The office was unusually alive that morning, humming with energy like it had been plugged into a current I hadn't noticed. Phones ringing, assistants hurrying past with stacks of files, hushed voices bouncing between glass walls. I'd barely taken off my jacket when I realized why—Elijah wasn't the only visitor today.
My stomach twisted before I even saw him. A whisper of his name moved through the corridor like the beginning of a storm.
"Kairo D'Angelo is here."
I froze by the reception desk, files clutched a little too tightly to my chest. I hadn't expected him. Not here, not now. Certainly not when the memory of last night's restless thoughts still clung to me like shadows.
And then I saw him.
Kairo stood at the far end of the hall, tall and impossibly composed, speaking quietly to one of Elijah's partners. He wore control like it was stitched into his suit, every line of him polished and precise. But when his gaze lifted—just for a moment—and met mine, the world seemed to fall into silence.
Heat rushed up my spine, sharp and unwelcome. I tore my eyes away, focusing on the papers in my hands, pretending they were far more important than the weight of his attention.
I turned to leave, but his voice cut through the noise, deep and smooth.
"Lyra."
Just my name. Nothing more. But it held me in place, my breath catching as I slowly faced him again.
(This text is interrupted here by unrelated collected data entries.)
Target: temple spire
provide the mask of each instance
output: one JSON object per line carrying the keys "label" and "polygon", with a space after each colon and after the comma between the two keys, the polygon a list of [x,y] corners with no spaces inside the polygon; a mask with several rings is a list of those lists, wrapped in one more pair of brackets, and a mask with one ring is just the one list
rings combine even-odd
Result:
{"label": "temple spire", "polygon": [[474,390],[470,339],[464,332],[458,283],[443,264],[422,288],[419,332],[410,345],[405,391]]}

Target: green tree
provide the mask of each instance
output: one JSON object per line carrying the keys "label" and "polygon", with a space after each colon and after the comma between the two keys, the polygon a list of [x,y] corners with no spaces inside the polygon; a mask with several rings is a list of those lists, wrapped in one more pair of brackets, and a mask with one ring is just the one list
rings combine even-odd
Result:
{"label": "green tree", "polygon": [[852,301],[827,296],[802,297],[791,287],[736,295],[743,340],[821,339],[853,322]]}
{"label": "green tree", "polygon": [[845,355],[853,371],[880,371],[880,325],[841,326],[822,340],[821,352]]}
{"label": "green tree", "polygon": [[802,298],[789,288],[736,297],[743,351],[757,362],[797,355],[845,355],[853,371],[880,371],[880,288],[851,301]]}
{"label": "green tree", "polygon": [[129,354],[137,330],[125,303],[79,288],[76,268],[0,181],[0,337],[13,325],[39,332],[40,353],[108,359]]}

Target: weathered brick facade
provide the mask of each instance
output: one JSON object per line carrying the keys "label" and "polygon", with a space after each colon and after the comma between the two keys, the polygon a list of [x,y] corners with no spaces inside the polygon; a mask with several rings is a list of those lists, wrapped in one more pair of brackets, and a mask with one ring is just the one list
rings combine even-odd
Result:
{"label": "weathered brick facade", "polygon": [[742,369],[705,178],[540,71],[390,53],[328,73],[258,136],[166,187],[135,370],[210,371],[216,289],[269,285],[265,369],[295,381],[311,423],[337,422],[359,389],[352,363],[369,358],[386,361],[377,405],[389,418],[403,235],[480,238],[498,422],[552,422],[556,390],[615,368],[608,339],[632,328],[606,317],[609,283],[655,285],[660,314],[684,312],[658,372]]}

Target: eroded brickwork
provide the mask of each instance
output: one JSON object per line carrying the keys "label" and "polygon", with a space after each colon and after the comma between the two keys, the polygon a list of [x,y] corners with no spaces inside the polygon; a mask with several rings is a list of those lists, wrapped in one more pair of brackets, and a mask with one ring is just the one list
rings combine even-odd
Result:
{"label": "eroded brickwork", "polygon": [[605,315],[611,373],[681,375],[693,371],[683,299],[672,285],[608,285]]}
He excused himself from his conversation, walking toward me with the kind of measured confidence that made people step aside without him ever asking.
When he stopped in front of me, the air seemed thinner, like I had to remind myself how to breathe.
"You're avoiding me," he said quietly.
I blinked, caught between indignation and the ache of being seen too clearly. "I'm working," I replied, lifting the files in my arms as proof.
One corner of his mouth tugged upward—not quite a smile, but something close. "Convenient excuse."
"I don't need excuses," I shot back, sharper than I intended.
His gaze lingered on me, dark and steady, and for a moment I thought he might push further. But instead, he stepped closer—just enough that his cologne, clean and understated, brushed against my senses.
"You should be careful, Lyra," he murmured, voice low enough that only I could hear. "Some lines… once crossed, can't be uncrossed."
The warning should have cooled me, but it didn't. If anything, it set fire to the air between us.
Before I could reply, Elijah's voice carried down the hall. "Lyra!"
I stepped back, pulse racing, relief and disappointment crashing together in my chest. Kairo's expression smoothed instantly, the mask sliding back into place as Elijah reached us, oblivious to the storm simmering in the space we'd just shared.
But even as I handed the files over to my brother, I felt it—the echo of his gaze still burning into me, as if Kairo hadn't let go at all.